The work is an echo of what the artist found during one-month research in Pontianak, West Kalimantan. It draws attention to a lesser-known historical series of roundups and executions from late 1943 to early 1944, events that are collectively known as the Mandor Affair.

The massacre event was at a gold mine in Mandor, 50 miles north of the city of Pontianak. The event nearly wiped out the cream of Pontianak’s elites and middle class in a total of 21,037 people in less than a year. The victims included all of the Malay sultans (Sultan to Pontianak, Sambas, Ketapang, Soekadana, Simbang, Koeboe, Ngabang, Sanggau, Sekadau, Tajan, Singtan, and Mempawa), some twenty-five member of the high aristocracy, intellectuals, party leaders, and merchants from multiple ethnic groups – including ethnic Chinese who constituted the largest number of victims. During the time almost nobody knows what happened with the people who were kidnaped by the Japanese naval officers until the Japanese occupation newspaper, the Borneo Shimbun announced the news in Malay text in July 1944.

Experience a sense of obscure, sorrow and distort to the disappearance of the evidence while the artist pursued the research, the work is absorbed in this character. The installation made of an unlimited number of JIM or Japanese Invasion Money banknotes that used in Dutch East Indies (nowadays Indonesia) in 1942-1945 and video work.

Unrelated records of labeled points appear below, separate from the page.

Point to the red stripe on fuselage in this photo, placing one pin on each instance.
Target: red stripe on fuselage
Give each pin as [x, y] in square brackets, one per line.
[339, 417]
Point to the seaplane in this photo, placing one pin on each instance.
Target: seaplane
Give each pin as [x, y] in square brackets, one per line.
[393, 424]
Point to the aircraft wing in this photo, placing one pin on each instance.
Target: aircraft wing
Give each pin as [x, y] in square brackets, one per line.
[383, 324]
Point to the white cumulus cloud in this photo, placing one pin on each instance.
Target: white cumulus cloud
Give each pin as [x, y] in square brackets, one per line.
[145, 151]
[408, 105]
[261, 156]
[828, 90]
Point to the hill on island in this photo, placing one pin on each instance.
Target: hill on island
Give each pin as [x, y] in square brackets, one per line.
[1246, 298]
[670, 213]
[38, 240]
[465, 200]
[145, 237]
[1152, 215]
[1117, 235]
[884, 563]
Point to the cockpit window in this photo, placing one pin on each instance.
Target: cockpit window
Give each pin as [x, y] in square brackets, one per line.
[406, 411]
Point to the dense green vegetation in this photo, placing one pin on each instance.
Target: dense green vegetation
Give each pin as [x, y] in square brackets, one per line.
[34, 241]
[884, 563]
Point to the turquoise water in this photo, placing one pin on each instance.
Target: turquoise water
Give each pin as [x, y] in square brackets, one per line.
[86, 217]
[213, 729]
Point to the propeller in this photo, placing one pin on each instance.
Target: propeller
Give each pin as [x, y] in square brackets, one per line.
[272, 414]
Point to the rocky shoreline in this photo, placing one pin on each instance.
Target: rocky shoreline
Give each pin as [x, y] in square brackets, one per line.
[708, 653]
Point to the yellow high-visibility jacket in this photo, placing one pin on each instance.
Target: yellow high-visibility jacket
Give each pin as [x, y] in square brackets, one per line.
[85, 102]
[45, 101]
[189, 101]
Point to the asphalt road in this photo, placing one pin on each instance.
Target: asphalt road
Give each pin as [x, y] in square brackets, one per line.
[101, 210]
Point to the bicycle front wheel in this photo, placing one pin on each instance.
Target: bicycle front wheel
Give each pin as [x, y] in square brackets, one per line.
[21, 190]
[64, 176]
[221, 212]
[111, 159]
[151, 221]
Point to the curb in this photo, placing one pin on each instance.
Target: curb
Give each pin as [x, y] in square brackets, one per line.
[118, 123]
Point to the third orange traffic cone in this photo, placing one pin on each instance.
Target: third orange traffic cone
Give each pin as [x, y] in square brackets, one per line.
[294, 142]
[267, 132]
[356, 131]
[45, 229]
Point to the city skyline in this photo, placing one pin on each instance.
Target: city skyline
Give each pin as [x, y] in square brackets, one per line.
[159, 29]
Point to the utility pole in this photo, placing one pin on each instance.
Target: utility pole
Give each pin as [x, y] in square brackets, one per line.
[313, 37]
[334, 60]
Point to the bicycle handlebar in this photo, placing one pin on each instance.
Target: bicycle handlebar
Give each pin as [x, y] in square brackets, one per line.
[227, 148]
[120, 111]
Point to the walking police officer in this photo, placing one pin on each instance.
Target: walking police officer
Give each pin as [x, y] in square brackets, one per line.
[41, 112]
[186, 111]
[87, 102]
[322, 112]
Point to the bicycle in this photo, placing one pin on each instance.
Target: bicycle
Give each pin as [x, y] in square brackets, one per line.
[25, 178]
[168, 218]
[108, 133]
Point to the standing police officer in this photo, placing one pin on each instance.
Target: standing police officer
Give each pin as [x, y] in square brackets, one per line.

The banknotes allow us to study the once valued banknotes that combined Japanese design with local characters, hence clearly stated, for example, “De Japansche Regeering Betaalt Aan Toonder” (The Japanese Government Promise To Pay The Bearer On Demand) in cents and Guldens, then “Dai Nippon Teikoku Seiku” (Imperial Japanese Government) in the Roepiah banknotes. The 20% of the entire number of the notes hint the evidence of the event that needs an effort to piece together or find some keyword for further self-exploration.

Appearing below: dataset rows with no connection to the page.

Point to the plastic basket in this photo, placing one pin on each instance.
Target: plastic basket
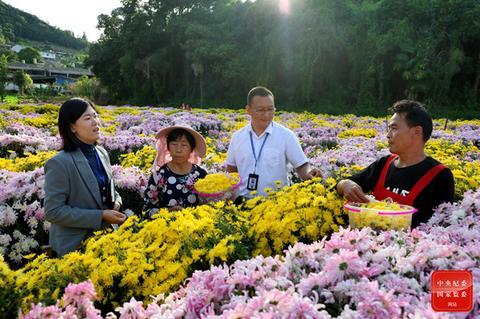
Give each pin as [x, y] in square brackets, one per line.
[381, 219]
[227, 194]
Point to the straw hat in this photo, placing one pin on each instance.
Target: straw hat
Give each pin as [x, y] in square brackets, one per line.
[163, 155]
[200, 144]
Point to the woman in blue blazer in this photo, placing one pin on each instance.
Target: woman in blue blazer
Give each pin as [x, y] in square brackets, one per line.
[79, 193]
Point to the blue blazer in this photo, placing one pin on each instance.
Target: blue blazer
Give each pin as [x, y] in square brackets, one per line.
[73, 202]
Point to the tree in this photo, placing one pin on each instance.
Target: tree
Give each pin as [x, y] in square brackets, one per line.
[23, 81]
[3, 75]
[29, 54]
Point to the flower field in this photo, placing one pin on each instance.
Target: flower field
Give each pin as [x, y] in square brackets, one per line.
[291, 255]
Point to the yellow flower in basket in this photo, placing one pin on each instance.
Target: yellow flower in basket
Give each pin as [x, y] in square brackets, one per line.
[218, 186]
[384, 215]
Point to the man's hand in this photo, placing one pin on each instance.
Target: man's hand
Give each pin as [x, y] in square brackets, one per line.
[117, 207]
[306, 173]
[113, 217]
[352, 191]
[315, 172]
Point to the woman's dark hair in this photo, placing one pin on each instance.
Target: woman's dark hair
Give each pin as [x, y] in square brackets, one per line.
[69, 113]
[178, 133]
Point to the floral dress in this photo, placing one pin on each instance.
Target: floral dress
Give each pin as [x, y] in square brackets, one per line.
[171, 189]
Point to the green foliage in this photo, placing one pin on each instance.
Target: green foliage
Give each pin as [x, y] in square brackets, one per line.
[90, 88]
[360, 54]
[3, 76]
[23, 81]
[16, 24]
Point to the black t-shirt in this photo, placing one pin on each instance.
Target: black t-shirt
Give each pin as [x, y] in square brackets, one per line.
[401, 180]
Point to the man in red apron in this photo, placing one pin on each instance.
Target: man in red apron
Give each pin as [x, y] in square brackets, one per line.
[407, 176]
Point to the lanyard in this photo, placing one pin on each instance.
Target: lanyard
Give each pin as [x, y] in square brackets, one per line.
[253, 149]
[102, 176]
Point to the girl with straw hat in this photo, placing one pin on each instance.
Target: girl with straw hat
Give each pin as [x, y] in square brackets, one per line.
[180, 150]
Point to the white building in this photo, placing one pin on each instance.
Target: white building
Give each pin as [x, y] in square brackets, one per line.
[48, 55]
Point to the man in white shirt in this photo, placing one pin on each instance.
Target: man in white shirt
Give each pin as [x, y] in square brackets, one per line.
[260, 151]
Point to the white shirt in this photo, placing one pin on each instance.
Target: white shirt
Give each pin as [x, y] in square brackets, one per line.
[281, 147]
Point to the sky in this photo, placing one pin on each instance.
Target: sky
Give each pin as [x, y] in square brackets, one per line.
[74, 15]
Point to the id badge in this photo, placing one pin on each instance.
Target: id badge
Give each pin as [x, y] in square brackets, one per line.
[252, 182]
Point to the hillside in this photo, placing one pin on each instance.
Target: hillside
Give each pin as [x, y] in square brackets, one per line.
[16, 25]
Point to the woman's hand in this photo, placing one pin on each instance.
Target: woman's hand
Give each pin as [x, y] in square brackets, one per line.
[113, 217]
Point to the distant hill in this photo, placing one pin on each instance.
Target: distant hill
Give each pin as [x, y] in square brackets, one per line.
[16, 24]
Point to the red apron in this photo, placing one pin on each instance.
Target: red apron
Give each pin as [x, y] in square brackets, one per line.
[380, 192]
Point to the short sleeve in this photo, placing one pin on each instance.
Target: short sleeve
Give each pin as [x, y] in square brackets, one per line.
[231, 152]
[294, 152]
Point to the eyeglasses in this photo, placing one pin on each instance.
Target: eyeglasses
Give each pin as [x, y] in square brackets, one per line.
[264, 111]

Under the hill of banknotes lies a video monitor that appears a sign of the mass graves site at Makam Juang Mandor. The video was shot a week after the annually mourning day that happened on the 28th of June 2019. Actually, what visitors can see the massacre is only soil that believes it has covered the remains of victims. While each mass grave is indicated by open-sided wooden shelters.

The clearing where the killing took place was fenced and left as a memorial. There was an inscription on the boulder wrote in the Indonesian language, ”The Massacre Place.” It changed the title in 1975 to ”Place of Mass Burial”. However, the inscription is completely concealed nowadays.